(Submitted by BGSU Environmental Action Group)
Bowling Green State University students with the Environmental Action Group marched through campus Friday, ending at the I-75 overpass, with their banners calling attention to the Nexus Pipeline. The pipeline is scheduled to cross the Maumee River in close proximity to the Bowling Green water treatment plant. If constructed, the pipeline would endanger the drinking water of Bowling Green residents, including the 17,000 students who attend the University, along with the roughly 40,000 people in 12 neighboring communities who also rely on the treatment plant for drinking water.
The BGSU students who planned the march are part of the Environmental Action Group, a student organization that has been active on campus since 1977. EAG has been fighting the Nexus pipeline since November of 2016.
“The Nexus pipeline will affect everyone in our community. It is our responsibility as students to leave the town in better shape than we found it,” said sophomore EAG member Gabby Ysassi.
EAG first got involved in the fight against Nexus when they heard about the City Council vote to accept or reject the $151,000 easement, which would have allowed Spectra Energy, the company seeking to build the pipeline, to start construction. On the day of the final vote, they helped to turn out enough citizens in opposition to the easement to fill the council room and the overflow room, in addition to forming a large crowd outside the building.
Senior Alexis Kuch added, “Change can only happen when recognition happens. That’s why we are organizing to inform and involve the community, and that’s why we marched today.”

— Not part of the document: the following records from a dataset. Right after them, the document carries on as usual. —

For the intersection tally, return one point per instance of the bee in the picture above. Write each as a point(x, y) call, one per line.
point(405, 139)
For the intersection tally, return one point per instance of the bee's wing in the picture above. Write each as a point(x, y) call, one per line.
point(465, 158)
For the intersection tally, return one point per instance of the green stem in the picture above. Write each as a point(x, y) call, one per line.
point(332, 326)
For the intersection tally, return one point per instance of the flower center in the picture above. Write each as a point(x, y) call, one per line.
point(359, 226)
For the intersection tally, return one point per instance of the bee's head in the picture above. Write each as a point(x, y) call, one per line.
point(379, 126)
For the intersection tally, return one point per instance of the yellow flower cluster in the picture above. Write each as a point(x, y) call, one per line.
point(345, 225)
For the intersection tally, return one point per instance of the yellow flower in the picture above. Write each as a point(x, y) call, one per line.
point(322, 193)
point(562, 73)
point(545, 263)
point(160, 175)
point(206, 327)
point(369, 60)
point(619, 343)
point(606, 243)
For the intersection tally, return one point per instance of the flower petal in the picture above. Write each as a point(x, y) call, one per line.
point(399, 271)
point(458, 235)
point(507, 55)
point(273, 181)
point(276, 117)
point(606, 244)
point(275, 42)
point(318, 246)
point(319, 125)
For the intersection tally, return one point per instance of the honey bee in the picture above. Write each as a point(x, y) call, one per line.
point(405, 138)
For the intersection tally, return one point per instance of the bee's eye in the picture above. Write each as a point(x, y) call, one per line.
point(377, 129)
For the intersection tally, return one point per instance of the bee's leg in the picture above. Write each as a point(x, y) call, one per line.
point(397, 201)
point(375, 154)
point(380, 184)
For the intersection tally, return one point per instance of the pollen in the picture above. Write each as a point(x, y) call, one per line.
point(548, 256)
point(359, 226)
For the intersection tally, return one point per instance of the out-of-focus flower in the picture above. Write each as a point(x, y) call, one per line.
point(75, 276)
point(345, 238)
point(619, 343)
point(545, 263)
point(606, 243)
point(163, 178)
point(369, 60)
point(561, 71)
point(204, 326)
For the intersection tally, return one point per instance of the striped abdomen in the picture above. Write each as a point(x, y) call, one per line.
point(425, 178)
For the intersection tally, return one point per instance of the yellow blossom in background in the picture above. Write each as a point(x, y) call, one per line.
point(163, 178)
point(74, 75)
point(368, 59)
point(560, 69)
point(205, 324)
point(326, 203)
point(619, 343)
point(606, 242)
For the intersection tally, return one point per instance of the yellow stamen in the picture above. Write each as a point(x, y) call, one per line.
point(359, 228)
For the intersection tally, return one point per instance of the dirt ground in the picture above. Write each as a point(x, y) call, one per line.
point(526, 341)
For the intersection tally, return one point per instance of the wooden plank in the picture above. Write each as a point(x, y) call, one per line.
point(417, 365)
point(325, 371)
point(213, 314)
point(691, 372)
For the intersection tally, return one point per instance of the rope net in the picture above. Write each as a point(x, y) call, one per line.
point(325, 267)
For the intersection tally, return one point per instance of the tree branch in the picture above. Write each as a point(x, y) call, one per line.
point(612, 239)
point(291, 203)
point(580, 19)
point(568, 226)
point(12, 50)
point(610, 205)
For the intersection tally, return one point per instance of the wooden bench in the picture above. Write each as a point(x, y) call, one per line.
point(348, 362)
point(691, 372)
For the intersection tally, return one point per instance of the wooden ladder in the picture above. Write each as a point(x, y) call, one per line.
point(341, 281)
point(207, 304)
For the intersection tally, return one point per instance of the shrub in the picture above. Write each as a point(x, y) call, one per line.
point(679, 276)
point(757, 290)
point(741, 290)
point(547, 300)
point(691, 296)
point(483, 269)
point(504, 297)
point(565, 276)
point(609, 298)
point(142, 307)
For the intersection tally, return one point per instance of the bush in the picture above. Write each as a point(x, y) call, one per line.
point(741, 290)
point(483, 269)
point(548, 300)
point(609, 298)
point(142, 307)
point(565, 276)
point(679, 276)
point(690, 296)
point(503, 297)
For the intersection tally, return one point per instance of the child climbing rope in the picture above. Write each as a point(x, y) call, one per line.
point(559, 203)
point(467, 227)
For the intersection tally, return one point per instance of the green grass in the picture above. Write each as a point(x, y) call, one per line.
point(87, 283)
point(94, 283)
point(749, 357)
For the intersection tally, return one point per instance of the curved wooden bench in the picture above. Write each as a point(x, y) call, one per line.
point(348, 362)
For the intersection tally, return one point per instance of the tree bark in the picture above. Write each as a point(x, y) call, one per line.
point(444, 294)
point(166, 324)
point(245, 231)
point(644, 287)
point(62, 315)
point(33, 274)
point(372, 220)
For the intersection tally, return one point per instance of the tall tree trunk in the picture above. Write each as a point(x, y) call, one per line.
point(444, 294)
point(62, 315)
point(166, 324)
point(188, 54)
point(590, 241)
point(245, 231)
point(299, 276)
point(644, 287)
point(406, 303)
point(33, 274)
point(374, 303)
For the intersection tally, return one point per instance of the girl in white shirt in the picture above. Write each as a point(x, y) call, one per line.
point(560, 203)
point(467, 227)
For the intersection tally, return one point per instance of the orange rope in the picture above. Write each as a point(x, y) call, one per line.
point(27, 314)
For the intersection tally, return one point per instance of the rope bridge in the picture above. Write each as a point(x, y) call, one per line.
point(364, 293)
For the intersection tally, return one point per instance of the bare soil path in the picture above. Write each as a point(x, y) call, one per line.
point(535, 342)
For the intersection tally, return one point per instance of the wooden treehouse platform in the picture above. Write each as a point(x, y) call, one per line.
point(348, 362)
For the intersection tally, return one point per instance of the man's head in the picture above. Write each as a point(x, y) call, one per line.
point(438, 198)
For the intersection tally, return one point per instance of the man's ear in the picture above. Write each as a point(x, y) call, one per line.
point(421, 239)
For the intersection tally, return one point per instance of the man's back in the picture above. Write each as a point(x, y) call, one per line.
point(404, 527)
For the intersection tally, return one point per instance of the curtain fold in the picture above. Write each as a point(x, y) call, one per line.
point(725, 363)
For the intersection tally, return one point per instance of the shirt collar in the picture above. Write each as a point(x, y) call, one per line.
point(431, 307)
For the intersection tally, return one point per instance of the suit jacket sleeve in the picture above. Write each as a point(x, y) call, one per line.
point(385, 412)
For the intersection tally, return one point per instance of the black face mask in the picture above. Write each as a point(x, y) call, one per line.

Following the council’s unanimous vote to reject the easement from Nexus, EAG has been collaborating with community partners to collect enough signatures to pass a community bill of rights that would block any further attempts to force the pipeline through. The bill of rights would incorporate the community’s right to a healthy environment, right to enforcement, and right to self government.
EAG members feel that their state and local governments will not, and have not, put up an adequate fight to protect their citizens from the threat that the fossil fuel industry poses to drinking water, land, health, and the future. Said senior Michael Butler: “We are learning that we cannot depend our government at the state or local level to protect us, and that it’s up to us to stand up for ourselves.”
The march took place in conjunction with the Ohio Student Climate Resistance statewide week-of-action. Ohio University, University of Cincinnati, Kenyon College, and Ohio State students also participated in the week-of-action, as part of campus campaigns that range from fossil fuel divestment to stopping fracking in the Wayne National Forest. The Ohio Student Climate Resistance is a new, student-led network that fights for a just transition to renewable energy.